My campaign manager was a union guy from Ontario, who has spent the last couple of years organising Walmart workers and was both an inspiration and a hilarious example of how utter calm or sang froid and apoplectic rage or stress can easily co-exist in the same person at the same time.
He was a big man, so that might have helped.
And my candidate and her husband and family were a great example of how to treat your neighbour as yourself.
I learned a lot. I stretched my patience levels out a lot. That can only be a good thing.
I also ran my first E-Day by myself.
But we were up against it.
The old ways.
While I got hassle from the Returning Office for delivering sandwiches and cookies to our poll agents, the Liberal candidate was going round handing his agents envelopes containing $50 (I was told this, I didn’t see it myself).
Maybe that’s why he won.
Even if we had had $2,500 to spend on E-Day we wouldn’t do that. You volunteer for the NDP, you volunteer.
It’s why the Liberals are traditionally strong in Cape Breton. They get you your job, your pension, your compensation. Even if they don’t they pretend they do and some people believe them.
But I think what happened was that the Liberals pulled the heartstrings of Cape Bretoners by talking about emigration and jobs. Not that they actually have a clue how to stop emigration or create jobs. But they struck a chord.
Funny how Charlie Haughey died the day I got shafted by the Canadian equivalent of Fianna Fail.
Well, not me personally.
But he used to talk the same bullshit, didn’t he?

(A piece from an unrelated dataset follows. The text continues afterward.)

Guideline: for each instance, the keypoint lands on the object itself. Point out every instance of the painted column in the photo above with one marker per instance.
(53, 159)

Well, my mother says I should be merciful and I know lots of people who think he was a great man, or an interesting and human character at least.
I just don’t like people like him.
I think if you find a vulnerable person’s weak spot, you should teach them how to cover it or protect it, or heal it. Not stick your fingernail into it.
Anyways, going to read the letter I got from accentmonkey and have a sleep.
1 comment:
Now it's time for sleep.
Later, you can swing the Liberals/NDP coalition.
Glad you made it through and sorry that the locals didn't see beyond the "old ways".